From 84bb3cac683cb7b38f216cb67a18d5adf87241f8 Mon Sep 17 00:00:00 2001
From: michaelos443 <michael.o1@turing.com>
Date: Mon, 8 Dec 2025 17:06:53 +0000
Subject: [PATCH 6/7] refactor(extractor): reduce code duplication and improve
 PEP8 compliance

---
 src/you_get/extractor.py | 396 +++++++++++++++++++++++++++------------
 1 file changed, 274 insertions(+), 122 deletions(-)

diff --git a/src/you_get/extractor.py b/src/you_get/extractor.py
index bd71717e72..d3a0bd4117 100644
--- a/src/you_get/extractor.py
+++ b/src/you_get/extractor.py
@@ -1,31 +1,88 @@
 #!/usr/bin/env python
+"""Base extractor classes for video downloading.
 
-from .common import match1, maybe_print, download_urls, get_filename, parse_host, set_proxy, unset_proxy, get_content, dry_run, player
+This module provides:
+    - Extractor: Minimal base class for simple extractors.
+    - VideoExtractor: Full-featured base class with stream handling.
+"""
+
+import os
+import sys
+
+from .common import (
+    maybe_print, download_urls, get_filename, parse_host,
+    set_proxy, unset_proxy, dry_run, player
+)
 from .common import print_more_compatible as print
 from .util import log
 from . import json_output
-import os
-import sys
+
+
+def _init_base_attributes(obj, url=None):
+    """Initialize common attributes for extractor classes.
+
+    Args:
+        obj: The extractor instance to initialize.

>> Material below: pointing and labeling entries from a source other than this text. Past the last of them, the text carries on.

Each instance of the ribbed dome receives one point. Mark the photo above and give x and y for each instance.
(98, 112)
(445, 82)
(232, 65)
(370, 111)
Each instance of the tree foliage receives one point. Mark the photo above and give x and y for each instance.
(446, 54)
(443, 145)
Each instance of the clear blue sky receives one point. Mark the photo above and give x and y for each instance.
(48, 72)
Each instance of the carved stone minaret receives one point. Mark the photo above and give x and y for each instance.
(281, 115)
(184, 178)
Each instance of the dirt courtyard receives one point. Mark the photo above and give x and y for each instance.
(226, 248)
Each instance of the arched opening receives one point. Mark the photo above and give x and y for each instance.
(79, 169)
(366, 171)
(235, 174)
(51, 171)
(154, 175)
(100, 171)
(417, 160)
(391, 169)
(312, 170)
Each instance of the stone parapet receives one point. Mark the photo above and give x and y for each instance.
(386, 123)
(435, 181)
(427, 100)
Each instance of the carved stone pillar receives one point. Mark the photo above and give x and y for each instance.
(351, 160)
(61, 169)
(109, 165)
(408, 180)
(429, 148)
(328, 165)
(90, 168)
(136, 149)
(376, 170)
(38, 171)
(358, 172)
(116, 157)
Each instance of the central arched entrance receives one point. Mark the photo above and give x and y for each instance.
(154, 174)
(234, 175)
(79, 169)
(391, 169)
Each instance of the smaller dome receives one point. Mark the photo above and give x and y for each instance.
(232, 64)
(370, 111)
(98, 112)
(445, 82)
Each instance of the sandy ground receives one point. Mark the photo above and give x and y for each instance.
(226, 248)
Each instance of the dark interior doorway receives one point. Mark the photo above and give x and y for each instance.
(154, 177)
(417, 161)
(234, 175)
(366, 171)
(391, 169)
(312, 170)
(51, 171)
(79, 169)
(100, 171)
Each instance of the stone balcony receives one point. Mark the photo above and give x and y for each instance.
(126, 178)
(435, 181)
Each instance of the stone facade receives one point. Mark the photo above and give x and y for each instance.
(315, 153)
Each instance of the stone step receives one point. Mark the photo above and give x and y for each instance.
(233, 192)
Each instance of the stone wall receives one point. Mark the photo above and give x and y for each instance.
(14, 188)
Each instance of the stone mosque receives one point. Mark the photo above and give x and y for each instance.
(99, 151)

+        url: Optional URL to set.
+    """
+    obj.url = url
+    obj.title = None
+    obj.vid = None
+    obj.streams = {}
+    obj.streams_sorted = []
+
 
 class Extractor():
+    """Minimal base class for simple extractors.
+
+    Attributes:
+        url: The source URL.
+        title: The content title.
+        vid: The video ID.
+        streams: Dict of available streams.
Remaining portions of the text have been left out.